She gets to the restaurant, she goes to the trunk, she gets the wheelchair out of the trunk, she pulls it up to the side of the car, she puts me in the wheelchair. She closes the door, she closes the trunk. She pushes me into the restaurant, she pushes me up to the table, she puts me in a chair at the table, so I’ll be more comfortable and people won’t be as prone to stare. She feeds me, she wipes my chin, she pays for the meal.

She puts me back in the wheelchair, she pushes me back out to the car, she puts me in the car, she puts the wheelchair back in the trunk, she drives us home. She raises the garage door, pulls into the garage, she takes the wheelchair out of the trunk, she puts me in the chair. She closes the trunk, closes the garage door. She takes my clothes off, puts me in my pajamas, brushes my teeth. She puts me in the bed, kisses me on the cheek and says, ‘Thank you for taking me out to dinner.’”

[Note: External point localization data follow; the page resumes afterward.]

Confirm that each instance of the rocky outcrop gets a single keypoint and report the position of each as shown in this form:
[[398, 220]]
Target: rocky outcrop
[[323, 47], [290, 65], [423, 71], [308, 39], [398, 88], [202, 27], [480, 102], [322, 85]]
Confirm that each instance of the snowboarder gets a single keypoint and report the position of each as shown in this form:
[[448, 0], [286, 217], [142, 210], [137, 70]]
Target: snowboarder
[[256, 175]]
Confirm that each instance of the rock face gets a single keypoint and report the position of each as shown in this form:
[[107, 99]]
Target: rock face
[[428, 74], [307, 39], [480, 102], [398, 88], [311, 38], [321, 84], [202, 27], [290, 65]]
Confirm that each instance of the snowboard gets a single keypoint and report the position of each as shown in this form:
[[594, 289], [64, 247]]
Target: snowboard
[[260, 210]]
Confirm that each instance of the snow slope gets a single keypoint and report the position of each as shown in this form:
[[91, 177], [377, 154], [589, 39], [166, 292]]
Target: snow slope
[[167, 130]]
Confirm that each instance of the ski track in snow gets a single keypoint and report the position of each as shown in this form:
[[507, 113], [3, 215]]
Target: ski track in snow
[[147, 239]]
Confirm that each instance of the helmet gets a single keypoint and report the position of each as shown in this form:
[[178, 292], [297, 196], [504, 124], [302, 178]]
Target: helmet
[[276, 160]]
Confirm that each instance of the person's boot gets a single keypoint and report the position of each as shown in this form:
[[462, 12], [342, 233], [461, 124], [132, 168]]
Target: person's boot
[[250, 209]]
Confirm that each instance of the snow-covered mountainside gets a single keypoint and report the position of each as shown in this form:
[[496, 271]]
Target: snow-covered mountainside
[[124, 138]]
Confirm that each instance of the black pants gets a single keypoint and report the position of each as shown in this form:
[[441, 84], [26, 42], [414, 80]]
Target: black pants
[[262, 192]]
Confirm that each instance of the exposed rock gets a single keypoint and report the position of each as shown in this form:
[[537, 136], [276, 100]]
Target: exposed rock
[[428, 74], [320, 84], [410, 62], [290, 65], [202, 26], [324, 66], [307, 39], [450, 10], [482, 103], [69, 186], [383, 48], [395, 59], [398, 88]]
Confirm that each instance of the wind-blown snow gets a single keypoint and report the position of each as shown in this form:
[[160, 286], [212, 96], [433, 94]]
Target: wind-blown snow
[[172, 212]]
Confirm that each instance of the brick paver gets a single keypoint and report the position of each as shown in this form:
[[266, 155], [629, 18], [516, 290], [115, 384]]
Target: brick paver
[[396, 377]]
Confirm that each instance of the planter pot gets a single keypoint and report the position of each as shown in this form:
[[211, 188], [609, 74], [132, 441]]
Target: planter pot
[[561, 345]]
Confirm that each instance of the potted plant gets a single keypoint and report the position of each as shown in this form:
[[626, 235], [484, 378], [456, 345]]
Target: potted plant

That’s the gospel. That’s union with Christ, what being in a relationship with Jesus is all about. God gives you a new heart, and He gives you the power to believe. And then He gives you the power to obey Him, and He gives you the ability to love others unselfishly. And He walks with you, in you and behind and before you all the way home- through every trial and every valley.

That’s what the Prologue teaches us. We’re not alone, we’re never alone. The law of God is not about how to earn our way to Him, but how to walk with Him as new creations in Christ.